The UK Government website has a published guide for new refugees that can be found here.
Citizens Advice’s website has a useful explanation of what you should expect after you get refugee status—that can be found here.
Refugees have a right to apply for welfare in the UK, in line with nationals in the country. More information can be found here.
If you are a refugee, you will be able to work in the UK without any restrictions. You will just need your National Insurance number – this is a unique set of letters and numbers that is printed on your Biometric Resident Permit card. More information can be found here in Chapter 4.
If you are an asylum seeker that has a claim pending or if even if you have been refused asylum, you may be eligible for asylum support.
The three main types of support available are: section 95, section 98 and section 4 support.
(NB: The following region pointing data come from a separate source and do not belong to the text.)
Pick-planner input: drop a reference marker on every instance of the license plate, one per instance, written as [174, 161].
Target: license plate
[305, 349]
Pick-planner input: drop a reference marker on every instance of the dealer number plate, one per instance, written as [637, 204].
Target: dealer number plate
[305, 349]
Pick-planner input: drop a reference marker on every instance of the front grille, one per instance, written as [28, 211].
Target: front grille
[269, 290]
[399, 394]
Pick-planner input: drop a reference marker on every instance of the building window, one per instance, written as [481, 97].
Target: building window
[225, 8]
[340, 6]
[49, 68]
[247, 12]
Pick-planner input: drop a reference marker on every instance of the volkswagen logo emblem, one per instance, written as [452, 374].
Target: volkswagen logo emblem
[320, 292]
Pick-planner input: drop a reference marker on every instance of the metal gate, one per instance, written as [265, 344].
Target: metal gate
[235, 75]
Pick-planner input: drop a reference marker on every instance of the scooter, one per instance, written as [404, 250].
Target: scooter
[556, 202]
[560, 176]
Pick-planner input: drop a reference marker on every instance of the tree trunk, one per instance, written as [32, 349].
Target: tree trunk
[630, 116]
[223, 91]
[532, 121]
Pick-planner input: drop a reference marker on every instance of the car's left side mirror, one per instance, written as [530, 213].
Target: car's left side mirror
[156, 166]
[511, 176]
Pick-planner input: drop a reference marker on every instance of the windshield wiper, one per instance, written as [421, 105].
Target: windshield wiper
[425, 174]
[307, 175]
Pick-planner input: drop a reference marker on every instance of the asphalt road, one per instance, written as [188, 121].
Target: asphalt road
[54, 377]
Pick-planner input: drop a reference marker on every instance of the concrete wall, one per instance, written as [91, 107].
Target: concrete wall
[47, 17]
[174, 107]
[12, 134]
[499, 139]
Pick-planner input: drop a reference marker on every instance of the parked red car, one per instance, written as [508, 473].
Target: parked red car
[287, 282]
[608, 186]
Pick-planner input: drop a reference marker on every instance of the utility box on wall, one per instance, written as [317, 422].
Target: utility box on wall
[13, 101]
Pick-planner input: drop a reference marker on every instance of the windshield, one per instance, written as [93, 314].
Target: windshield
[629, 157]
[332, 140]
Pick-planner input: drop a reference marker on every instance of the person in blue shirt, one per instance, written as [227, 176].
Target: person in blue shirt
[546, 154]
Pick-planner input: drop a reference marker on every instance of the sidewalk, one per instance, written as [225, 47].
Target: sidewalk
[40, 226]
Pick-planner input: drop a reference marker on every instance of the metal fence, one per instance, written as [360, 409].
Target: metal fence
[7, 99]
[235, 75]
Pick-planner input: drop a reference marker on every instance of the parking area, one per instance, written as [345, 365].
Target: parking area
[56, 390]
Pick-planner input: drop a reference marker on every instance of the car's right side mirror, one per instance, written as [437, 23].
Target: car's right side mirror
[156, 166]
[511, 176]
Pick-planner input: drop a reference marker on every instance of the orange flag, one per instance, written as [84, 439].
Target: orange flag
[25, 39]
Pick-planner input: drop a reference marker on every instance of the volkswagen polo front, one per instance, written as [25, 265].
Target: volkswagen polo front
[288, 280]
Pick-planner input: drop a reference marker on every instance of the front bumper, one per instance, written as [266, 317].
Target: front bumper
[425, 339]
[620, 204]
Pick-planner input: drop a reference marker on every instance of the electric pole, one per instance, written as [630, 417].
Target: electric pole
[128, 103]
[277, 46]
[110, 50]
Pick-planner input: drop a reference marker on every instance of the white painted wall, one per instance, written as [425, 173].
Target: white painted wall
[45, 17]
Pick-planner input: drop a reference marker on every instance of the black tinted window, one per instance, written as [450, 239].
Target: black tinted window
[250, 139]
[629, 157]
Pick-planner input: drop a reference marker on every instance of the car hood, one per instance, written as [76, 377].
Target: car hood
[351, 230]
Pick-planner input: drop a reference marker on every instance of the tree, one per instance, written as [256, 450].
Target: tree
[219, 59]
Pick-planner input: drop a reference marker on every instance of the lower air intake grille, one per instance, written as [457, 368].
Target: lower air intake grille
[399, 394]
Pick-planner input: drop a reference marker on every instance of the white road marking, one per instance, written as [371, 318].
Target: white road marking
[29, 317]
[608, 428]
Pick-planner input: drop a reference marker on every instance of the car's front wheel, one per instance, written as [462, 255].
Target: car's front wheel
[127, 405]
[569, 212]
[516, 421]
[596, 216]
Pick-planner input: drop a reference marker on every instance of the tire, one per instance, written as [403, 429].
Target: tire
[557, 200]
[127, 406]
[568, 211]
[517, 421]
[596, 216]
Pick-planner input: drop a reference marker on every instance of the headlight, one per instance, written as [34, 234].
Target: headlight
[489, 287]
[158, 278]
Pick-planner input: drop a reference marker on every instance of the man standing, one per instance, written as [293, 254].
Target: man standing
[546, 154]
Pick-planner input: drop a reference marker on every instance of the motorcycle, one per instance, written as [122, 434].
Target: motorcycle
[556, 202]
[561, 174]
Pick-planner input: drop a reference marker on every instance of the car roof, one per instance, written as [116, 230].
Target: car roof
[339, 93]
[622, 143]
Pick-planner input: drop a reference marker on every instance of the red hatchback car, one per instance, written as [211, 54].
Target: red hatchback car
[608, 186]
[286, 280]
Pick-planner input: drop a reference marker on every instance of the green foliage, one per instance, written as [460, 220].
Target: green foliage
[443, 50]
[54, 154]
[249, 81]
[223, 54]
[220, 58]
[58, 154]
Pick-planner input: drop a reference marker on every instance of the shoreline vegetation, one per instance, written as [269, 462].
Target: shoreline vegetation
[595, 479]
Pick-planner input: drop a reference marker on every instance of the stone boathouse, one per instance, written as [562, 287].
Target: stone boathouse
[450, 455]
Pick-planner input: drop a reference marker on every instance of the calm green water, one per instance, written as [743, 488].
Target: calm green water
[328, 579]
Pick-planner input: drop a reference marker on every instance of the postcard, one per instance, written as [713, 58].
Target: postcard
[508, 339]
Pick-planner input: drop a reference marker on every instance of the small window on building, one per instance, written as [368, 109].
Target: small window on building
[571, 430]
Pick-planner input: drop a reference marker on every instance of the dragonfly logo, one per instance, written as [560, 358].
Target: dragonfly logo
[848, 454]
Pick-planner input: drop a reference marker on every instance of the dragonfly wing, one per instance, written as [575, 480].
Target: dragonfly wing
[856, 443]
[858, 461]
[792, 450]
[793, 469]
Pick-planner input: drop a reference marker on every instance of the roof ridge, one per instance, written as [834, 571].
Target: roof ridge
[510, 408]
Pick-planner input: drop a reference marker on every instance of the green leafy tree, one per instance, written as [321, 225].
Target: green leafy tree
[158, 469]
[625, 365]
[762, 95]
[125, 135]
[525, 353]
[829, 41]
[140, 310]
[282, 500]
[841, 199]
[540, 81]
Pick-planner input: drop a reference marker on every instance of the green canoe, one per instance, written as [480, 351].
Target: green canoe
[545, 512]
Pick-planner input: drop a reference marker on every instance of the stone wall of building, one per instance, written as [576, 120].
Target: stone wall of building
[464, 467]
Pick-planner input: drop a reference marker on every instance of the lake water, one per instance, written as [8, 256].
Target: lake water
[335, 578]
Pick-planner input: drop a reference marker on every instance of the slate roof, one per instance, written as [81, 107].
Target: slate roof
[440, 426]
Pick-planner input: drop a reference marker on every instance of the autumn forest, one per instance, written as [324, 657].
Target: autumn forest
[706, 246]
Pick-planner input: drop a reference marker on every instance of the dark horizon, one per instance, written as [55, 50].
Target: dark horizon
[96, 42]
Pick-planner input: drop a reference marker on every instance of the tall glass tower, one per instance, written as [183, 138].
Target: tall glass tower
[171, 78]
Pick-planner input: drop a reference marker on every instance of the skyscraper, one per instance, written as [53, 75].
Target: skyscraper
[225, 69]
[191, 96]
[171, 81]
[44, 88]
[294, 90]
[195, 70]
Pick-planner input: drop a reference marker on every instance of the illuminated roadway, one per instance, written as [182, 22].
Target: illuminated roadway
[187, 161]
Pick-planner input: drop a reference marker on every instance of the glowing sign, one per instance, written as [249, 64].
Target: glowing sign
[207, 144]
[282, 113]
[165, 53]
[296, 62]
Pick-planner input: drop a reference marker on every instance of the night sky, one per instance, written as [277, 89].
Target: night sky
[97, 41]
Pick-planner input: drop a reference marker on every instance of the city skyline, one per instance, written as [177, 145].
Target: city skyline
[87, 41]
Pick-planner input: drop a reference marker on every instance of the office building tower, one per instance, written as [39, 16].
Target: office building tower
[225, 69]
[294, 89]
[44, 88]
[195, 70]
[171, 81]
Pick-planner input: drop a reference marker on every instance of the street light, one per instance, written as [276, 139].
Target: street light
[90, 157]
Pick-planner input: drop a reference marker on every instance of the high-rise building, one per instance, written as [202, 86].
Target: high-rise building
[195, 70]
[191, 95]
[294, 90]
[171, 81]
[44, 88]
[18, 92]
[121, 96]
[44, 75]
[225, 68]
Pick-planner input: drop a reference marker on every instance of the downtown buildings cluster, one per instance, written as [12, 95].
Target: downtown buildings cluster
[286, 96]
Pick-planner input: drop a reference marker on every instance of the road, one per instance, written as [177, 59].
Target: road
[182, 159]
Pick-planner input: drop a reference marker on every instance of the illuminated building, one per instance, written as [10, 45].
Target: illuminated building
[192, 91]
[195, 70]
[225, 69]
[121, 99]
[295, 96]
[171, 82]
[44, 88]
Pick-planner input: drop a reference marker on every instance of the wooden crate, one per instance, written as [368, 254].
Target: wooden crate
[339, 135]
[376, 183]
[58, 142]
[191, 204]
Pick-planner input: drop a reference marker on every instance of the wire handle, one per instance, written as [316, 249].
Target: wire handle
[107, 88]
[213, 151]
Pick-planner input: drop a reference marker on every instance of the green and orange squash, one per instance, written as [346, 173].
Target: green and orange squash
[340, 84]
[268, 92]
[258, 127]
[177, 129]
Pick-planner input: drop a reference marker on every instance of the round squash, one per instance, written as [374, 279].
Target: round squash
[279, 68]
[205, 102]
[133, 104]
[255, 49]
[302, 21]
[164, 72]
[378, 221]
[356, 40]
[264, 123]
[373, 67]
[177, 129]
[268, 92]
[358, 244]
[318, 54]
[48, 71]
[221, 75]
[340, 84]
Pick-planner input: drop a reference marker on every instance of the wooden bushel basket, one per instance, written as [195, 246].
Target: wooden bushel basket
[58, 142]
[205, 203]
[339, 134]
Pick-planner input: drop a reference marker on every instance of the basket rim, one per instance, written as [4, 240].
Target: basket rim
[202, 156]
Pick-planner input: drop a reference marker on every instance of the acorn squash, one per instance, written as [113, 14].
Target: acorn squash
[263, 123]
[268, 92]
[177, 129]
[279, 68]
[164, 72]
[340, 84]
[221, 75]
With this support, you may be eligible for housing and financial assistance, or both.
You are eligible for section 95 support if you are an asylum seeker with a pending asylum claim and you are over 18 years old and you pass the destitution test. A person is ‘destitute’ if they do not have adequate accommodation or enough money to meet living expenses for themselves and any dependants now or within the next 14 days.
For more information, please refer to the Asylum Support Appeals Project (ASAP) Factsheet on Section 95 Support.
Section 98 is temporary support that is provided to asylum seekers who appear to be destitute and who have applied for section 95 support but are awaiting a decision.
For more information, please refer to the ASAP Factsheet on Section 98 Support.
Section 4 support is available for refused asylum seekers that meet a certain set of criteria in addition to passing the destitution test.
For more information on the eligibility criteria and the process for this support, please refer to the ASAP Factsheet on Section 4 Support.
More information on Asylum Support can be found through the UK Government website here.
The majority of asylum-seekers do not have the right to work in the United Kingdom. However, the immigration rules allow for people seeking asylum to request permission to work if you have been waiting for more than 12 months on your asylum claim “through no fault of your own”. This may be 12 months after initially claiming asylum, or 12 months after submitting further submissions to be considered as a fresh claim. Those who are given permission can only do skilled jobs on the Shortage Occupation List.
The Migration Justice Project at the Law Centre NI has drafted a guide to help people seeking asylum understand how and whether they can apply for permission to work while their claim is pending. The guide is available in a number of languages: English, Tigrinya, Somali, Farsi, and Arabic.
Asylum seekers can however volunteer whilst their claim is being considered. Volunteering involves spending time, unpaid, doing something that aims to benefit the environment or someone (individuals or groups) other than, or in addition to, close relatives.